The bottom panels of Figure 6 show a snapshot where the index sum did not equal 0 for that simulation. Note how most singularities are paired off as expected, with a wavefront associated to each pair, but an extra $-1$ (red) remains unpaired–associated with a wavefront that already contains a pair (green). The area near a wavefront has typically high phase differences well above $\pi$, but differences are sometimes lower, and the wavefront can be disjointed in parts: here, a single missing phase jump near the wavefront causes the detection of the extra $-1$. A few adjustments could avoid the issue: a lower phase jump threshold would have detected a missing part of the wavefront and not detected the red $-1$; and a higher threshold would have truncated the wavefront, not detecting the green $-1$. Alternatively, maintaining the phase jump threshold, the red $-1$ and green $-1$ could have been joined into one cluster if the clustering distance parameter was adjusted. Notably, these errors, as well as all snapshots not shown here, were simple algorithmic issues, instead of failures of the Index Theorem. Small parameter adjustments could solve these problems, such as lowering the phase jump threshold, or the clustering distance, but that would cause similar problems in other simulations with different geometries or phase distributions. Rather than overfit the parameters, we acknowledge these issues here and present the results as such.
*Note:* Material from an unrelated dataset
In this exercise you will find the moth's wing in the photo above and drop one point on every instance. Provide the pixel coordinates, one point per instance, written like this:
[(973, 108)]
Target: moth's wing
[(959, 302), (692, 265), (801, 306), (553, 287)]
3.2 Phase singularity detection

3.2.1 Adherence of the Index Theorem

Figure 7 shows histograms of our two performance measures across all simulations of the dataset. All simulations had a very high adherence to the expected Index Theorem result, with the lowest value of $f_0=0.9275$, and a median of $f_0=0.9889$. Additionally, all simulations were in the range of $-0.045\le m_{\mathit{ind}}\le 0.032$, and 89% were in the range $-0.01\le m_{\mathit{ind}}\le 0.01$.

Figure 7

Figure 7. Histograms for the two performance measures. Left: $f_0$, the fraction of the total time where the index sum adds up to 0. Right: $m_{\mathit{ind}}$, the mean index sum over time. Both measures were consistent with the Index Theorem, $f_0$ heavily skewing towards 1, and $m_{\mathit{ind}}$ narrowly centered around 0.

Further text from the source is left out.